It was a cold, crisp Alberta winter day and Jason DeHetre, national manager of planning and engineering at Telus Corp., looked from the frozen iPad in his hands to the drone hovering hundreds of feet above and realized he didn’t have control of it.
The DJI Inspire drone, supplied by Gap Wireless, was well-suited to operate at the sub-zero temperatures, but the iPad used to control it wasn’t. Thanks to his training and experience, DeHetre was somehow able to bring the drone straight down for a soft landing without crashing. The lesson? Drones aren’t toys.
“When any quad-copter has a failure in the motor, it’s coming straight down and there’s no smooth landing,” he says. “Know your equipment, know where it’s going to fail, and how it’s going to fail.”
Telus is the only carrier in Canada right now to use drones as part of its regular cell tower maintenance plan, and so far it’s only doing so in Alberta. It started developing the idea of using drone-assisted inspections with distributor Gap Wireless in 2014, which supplies many other products to the carrier. In a presentation at the Canadian Wireless Trade Show in Toronto on Wednesday, DeHetre made it clear that working with drones in the field isn’t as easy as buying a device off the shelf at Best Buy and throwing it into the air. It’s a journey of training, compliance, and careful oversight.
Telus’ interest in drones matched that of Glenn Poulos, vice-president and general manager of Gap Wireless. Telus is Gap’s biggest customer he says, and its interest is just one of the reasons that he sees drones – or unmanned aerial vehicles (UAVs) – as a growth area for his business.
“They are definitely at the forefront in Canada,” he says of Telus. “The biggest challenge is the regulatory and training requirements. Telus has an in-house set of pilots that gives them a leg up.”
Drones a growing commercial business
Globally, the UAV market is expected to grow at a rate of 10 per cent annually through to 2020, predicts Dublin-based analyst firm Research and Markets. North America is the largest geography for the market, and drones that fly at medium altitude for long periods are the most popular category. Military use remains the most likely sector to be investing in UAVs, but commercial uses are on the rise.
Just three years ago DeHetre says he would have laughed at you if you’d suggested he’d be playing with remote control helicopters at work. That was before his boss told him to look into it for cell tower inspections. In deploying the drones as part of regular operations, he went about it seriously.
“We wanted to make sure we protected the brand,” he said. “It can’t just be cool, you have to be able to monetize the investment.”
Telus attained Special Flight Operations Certificates (SFOC) from Transport Canada for the regions where it intended to operate drones.
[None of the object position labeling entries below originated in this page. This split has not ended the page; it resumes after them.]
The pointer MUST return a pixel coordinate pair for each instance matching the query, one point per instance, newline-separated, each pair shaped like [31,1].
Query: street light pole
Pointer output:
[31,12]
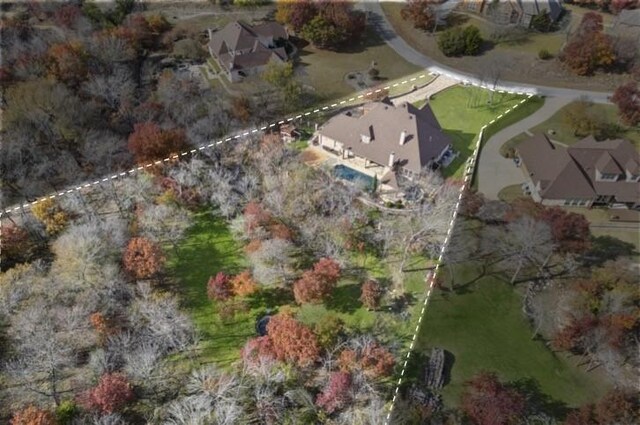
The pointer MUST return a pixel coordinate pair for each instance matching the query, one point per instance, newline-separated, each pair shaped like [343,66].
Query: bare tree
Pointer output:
[525,241]
[113,89]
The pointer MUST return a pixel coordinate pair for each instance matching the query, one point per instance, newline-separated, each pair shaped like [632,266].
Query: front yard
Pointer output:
[462,111]
[326,70]
[563,132]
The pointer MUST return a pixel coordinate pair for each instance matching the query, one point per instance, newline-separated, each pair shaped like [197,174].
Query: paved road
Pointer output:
[440,83]
[385,29]
[495,171]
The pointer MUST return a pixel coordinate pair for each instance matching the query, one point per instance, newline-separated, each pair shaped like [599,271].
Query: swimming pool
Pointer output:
[345,173]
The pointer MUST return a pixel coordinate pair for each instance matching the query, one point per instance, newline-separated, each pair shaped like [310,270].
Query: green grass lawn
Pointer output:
[564,133]
[462,111]
[510,193]
[210,248]
[326,70]
[483,327]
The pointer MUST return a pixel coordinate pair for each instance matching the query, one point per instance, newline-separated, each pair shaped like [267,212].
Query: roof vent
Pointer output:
[403,137]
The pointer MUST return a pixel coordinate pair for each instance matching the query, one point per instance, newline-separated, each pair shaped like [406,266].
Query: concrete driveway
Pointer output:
[383,27]
[496,172]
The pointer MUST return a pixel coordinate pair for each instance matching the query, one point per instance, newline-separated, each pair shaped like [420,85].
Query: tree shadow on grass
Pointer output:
[345,299]
[540,401]
[270,298]
[605,248]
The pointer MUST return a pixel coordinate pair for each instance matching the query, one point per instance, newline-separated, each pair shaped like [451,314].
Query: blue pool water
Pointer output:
[349,174]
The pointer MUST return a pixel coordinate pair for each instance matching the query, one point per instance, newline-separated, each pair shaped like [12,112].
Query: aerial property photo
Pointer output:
[320,212]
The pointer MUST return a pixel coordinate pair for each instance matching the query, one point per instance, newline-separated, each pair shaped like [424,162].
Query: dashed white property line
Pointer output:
[431,276]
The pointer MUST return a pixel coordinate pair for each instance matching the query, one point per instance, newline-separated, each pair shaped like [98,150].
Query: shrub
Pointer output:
[544,54]
[370,294]
[31,415]
[458,42]
[66,412]
[335,395]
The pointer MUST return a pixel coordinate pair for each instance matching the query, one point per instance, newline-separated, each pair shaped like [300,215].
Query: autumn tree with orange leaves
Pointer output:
[111,394]
[143,258]
[149,142]
[31,415]
[317,284]
[589,48]
[292,341]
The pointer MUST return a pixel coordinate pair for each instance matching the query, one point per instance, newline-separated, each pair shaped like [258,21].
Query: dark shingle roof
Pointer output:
[383,123]
[565,173]
[240,36]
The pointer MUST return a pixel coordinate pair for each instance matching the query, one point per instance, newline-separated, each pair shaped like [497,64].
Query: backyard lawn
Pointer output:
[482,326]
[210,248]
[462,111]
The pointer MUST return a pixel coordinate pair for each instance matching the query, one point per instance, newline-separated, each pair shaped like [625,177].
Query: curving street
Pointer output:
[379,20]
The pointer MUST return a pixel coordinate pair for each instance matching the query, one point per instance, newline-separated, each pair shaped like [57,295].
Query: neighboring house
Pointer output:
[401,140]
[241,49]
[513,12]
[289,133]
[584,174]
[627,25]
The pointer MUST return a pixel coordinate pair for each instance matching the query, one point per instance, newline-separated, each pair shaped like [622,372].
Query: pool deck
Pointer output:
[326,160]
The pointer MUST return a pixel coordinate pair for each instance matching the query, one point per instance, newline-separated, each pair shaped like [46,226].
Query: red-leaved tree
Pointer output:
[486,401]
[336,394]
[292,341]
[111,394]
[143,258]
[373,359]
[219,287]
[317,284]
[67,62]
[149,142]
[627,99]
[616,407]
[589,48]
[31,415]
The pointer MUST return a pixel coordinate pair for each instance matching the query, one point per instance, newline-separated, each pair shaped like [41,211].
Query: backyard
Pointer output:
[462,111]
[209,248]
[481,324]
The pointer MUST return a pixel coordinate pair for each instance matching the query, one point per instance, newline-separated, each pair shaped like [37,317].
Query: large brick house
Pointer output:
[241,49]
[513,12]
[587,173]
[401,139]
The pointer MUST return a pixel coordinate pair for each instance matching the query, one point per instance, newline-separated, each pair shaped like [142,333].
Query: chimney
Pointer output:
[403,137]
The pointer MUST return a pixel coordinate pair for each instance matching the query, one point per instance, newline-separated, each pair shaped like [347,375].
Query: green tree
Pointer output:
[451,42]
[472,40]
[322,33]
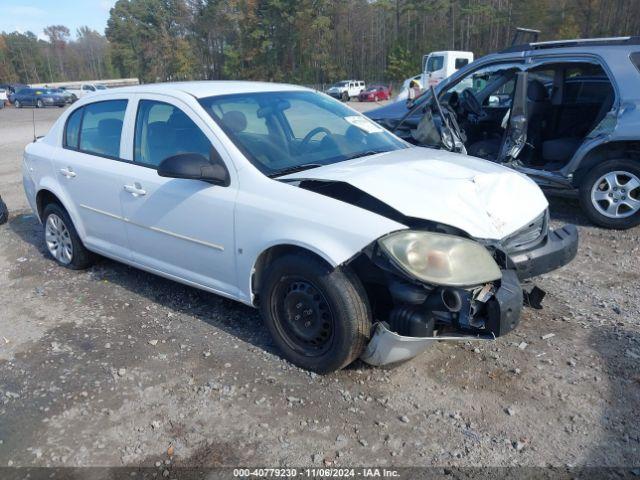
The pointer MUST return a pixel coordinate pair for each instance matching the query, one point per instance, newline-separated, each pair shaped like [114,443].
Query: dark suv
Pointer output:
[565,113]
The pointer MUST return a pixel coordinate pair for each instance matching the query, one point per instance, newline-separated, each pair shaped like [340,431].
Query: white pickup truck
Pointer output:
[346,89]
[83,89]
[436,66]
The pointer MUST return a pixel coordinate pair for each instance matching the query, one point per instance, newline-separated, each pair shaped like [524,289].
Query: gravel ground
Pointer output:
[113,366]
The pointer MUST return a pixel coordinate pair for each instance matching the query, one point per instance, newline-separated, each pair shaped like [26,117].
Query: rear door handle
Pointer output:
[68,172]
[136,190]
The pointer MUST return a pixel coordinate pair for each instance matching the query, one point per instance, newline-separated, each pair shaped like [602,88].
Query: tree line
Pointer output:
[299,41]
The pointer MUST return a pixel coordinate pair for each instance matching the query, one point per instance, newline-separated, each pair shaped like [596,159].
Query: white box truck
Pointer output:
[436,66]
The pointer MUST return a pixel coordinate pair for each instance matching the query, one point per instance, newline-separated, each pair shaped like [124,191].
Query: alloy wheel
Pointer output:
[58,239]
[616,194]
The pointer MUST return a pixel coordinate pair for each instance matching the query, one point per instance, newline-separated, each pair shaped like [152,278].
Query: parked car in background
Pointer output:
[403,94]
[83,89]
[375,93]
[346,89]
[38,97]
[284,199]
[10,88]
[566,113]
[70,97]
[437,66]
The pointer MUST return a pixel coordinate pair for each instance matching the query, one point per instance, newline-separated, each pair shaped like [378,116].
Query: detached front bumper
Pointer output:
[497,316]
[558,249]
[502,315]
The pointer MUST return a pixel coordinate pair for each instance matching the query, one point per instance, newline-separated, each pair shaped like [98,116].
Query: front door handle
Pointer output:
[136,190]
[68,172]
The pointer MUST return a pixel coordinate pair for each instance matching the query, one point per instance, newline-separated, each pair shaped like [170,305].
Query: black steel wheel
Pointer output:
[318,316]
[302,316]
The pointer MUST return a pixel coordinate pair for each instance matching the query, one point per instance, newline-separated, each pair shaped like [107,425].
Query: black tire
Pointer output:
[4,212]
[332,304]
[81,258]
[589,183]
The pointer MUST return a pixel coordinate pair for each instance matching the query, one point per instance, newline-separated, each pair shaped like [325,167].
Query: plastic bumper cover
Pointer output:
[503,314]
[558,249]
Then it went about training its own cell tower maintenance crews in week-long programs. Crews that conduct maintenance checks with drones do so in two-person teams – one to fly the drone, and one to provide support on the ground. That involves ensuring the site is under control, and no one is walking around underneath the drone and no vehicles are coming up the driveway.
Other companies considering drone deployments shouldn’t hesitate to ask for help, DeHetre says. Telus chose to do in-house training for its own staff because those technicians already travel to the sites, and there may be times where there are proprietary concerns.
“Reach out to the pros,” he says. “There are so many people out there that have been involved in large UAV deployments.”
Service providers are the majority of Gap Wireless’ customer base for drone products, Poulos says. He’s built out the distributor’s UAV offerings to cover the complete ecosystem of what those clients require: aircraft, sensors and camera peripherals, image processing, support and training, and even anti-drone defense measures.
“Most of our customers are offering ‘drone as a service,'” he says. “They’re inspecting cell towers, wind turbines, bridges, you name it.”
When it came time to select what drone Telus would use in the field, DeHetre looked to the lineup offered by DJI. While he did try the consumer Phantom model at first, he found it was too light weight. The industrial-grade Inspire line proved better suited to windy Alberta.
“We are in some pretty harsh environments,” he says. At the same time, “we wanted something very simple for a pilot, something that was ready to fly.”
While Telus wouldn’t go far as cutting third-party inspections – those can still uncover more problems than UAV inspections – the UAV fleet has proven valuable in the carrier’s maintenance strategy. Images from the zoom cameras mounted to the Inspire have spotted ice damage on microwave antennae.
“Eventually that will be a failure point and we’ll have a client outage,” he says. “If we know ahead of time, we can schedule a maintenance window.”
And so long as it doesn’t get too cold out, those drones will continue to come back down for a smooth landing.